Nixiesearch index is a searchable group of documents sharing the same structure.

To add a set of documents to an index, you need to perform two steps:

  • define an index mapping in a config file. Nixiesearch is a strongly-typed document storage system, so dynamic mapping is not supported.
  • write documents to the index, either with push-based REST API or with pull-based stream ingestion.

Note

Dynamic mapping in most search engines is considered an anti-pattern: the engine cannot correctly guess how are you going to query documents, so by default all fields are marked as searchable, facetable, filterable and suggestable. This results in slow ingestion throughput and huge index size.

Index mapping

To define an index mapping, you need to add an index-specific block to the schema section of the configuration file:

schema:
  my-first-index:
    fields:
      title:
        type: text
        search: 
          type: lexical
        language: en
      price:
        type: float
        filter: true

In the example above we defined an index my-first-index with two fields title and price. Index is stored on disk by default.

Each field definition in a static mapping has two groups of settings:

  • Field type specific parameters - like how it's going to be searched for text fields.
  • Global parameters - is this field filterable, facetable and sortable.

Go to the mapping reference section for more details on all parameters.

Writing documents to an index

Internally Nixiesearch implements a pull-based indexing - the service itself asks for a next chunk of documents from an upstream source.

push pull

For convenience, Nixiesearch can emulate a push-based approach via REST API - your app should send a payload with documents and wait for an acknowledgement.

Starting Nixiesearch

Nixiesearch has multiple ways of running indexing:

  • Offline indexing. Useful when performing full reindexing from static document source, like from a set of files, or from Kafka topic.
  • Online indexing. For folks who got used to Elasticsearch with REST API.

For the sake of simplicity we can start Nixiesearch in a standalone mode, which bundles both searcher and indexer in a single process with a shared REST API.

docker run -it nixiesearch/nixiesearch:latest standalone --config /path/to/conf.yml

Note

Standalone mode is intended for small-scale local deployments and developer environments, not for a production use. If you plan to use Nixiesearch with real customer traffic, consider using a distributed deployment with S3-based storage.

Indexing REST API

Each Nixiesearch index has an _index REST endpoint where you can HTTP PUT your documents to.

This endpoint expects a JSON payload in one of the following formats:

  • JSON object: just a single document.
  • JSON array of objects: a batch of documents.
  • JSON-Line array of objects: also a batch of documents, but simpler wire format.

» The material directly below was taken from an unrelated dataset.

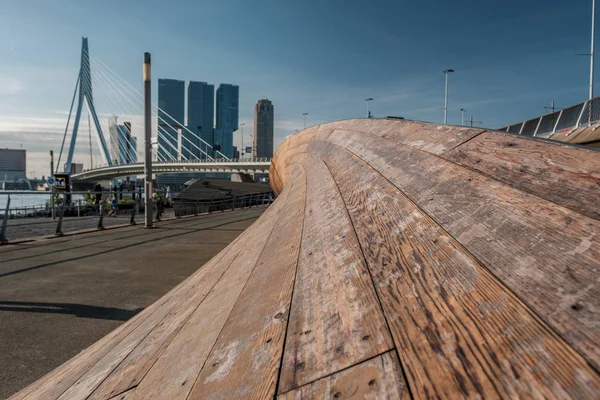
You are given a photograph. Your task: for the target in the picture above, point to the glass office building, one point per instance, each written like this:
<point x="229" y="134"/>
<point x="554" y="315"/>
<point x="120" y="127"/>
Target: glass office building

For example, writing a single document to an dev index can be done with a cURL command:

curl -XPUT -d '{"title": "hello", "color": ["red"], "meta": {"sku":"a123"}}'\
  http://localhost:8080/dev/_index

Warning

As Nixiesearch deliberately has no indexing queue, it asynchronously blocks the response till all the documents in the submitted batch were indexed. You should avoid doing HTTP PUT's with too large payloads and instead split them into smaller batches of 100-500 documents.

Note

To have proper back-pressure mechanism, prefer using a pull-based indexing with Apache Kafka or with offline file-based ingestion.

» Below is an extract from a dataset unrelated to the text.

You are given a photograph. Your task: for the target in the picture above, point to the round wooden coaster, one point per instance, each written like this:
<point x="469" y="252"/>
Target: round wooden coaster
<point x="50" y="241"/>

Streaming document indexing

With pull-based streaming indexing supported natively, it becomes trivial to implement these typical scenarios:

  1. Batch full re-indexing: take all documents from a datasource and periodically re-build index from scratch.
  2. Distributed journal as a single source of truth: use Kafka compacted topics as a view over last versions of documents, with real-time updates.
  3. Large dataset import: import a complete set of documents from local/S3 files, maintaining optimal throughput and batching.

kafka streaming

Nixiesearch supports Apache Kafka, AWS S3 (and also compatible object stores) and local files as a source of documents for indexing.

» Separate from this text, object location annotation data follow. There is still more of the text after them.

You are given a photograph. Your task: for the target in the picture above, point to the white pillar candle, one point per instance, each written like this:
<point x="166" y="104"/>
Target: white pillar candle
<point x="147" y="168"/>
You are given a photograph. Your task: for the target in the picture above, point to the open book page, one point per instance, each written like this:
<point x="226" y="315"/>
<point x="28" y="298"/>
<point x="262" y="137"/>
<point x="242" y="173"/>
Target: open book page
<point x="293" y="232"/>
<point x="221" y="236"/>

If you have your dataset in a JSON file, instead of making HTTP PUT with very large payload using REST API, you can invoke a nixiesearch index sub-command to perform streaming indexing in a separate process:

docker run -i -t -v <your-local-dir>:/data nixiesearch/nixiesearch:latest index file\
  --config /data/conf.yml --index <index name> --url file:///data/docs.json

Where <your-local-dir> is a directory containing the conf.yml config file and a docs.json with documents for indexing. See index CLI reference and Supported URL formats for more details.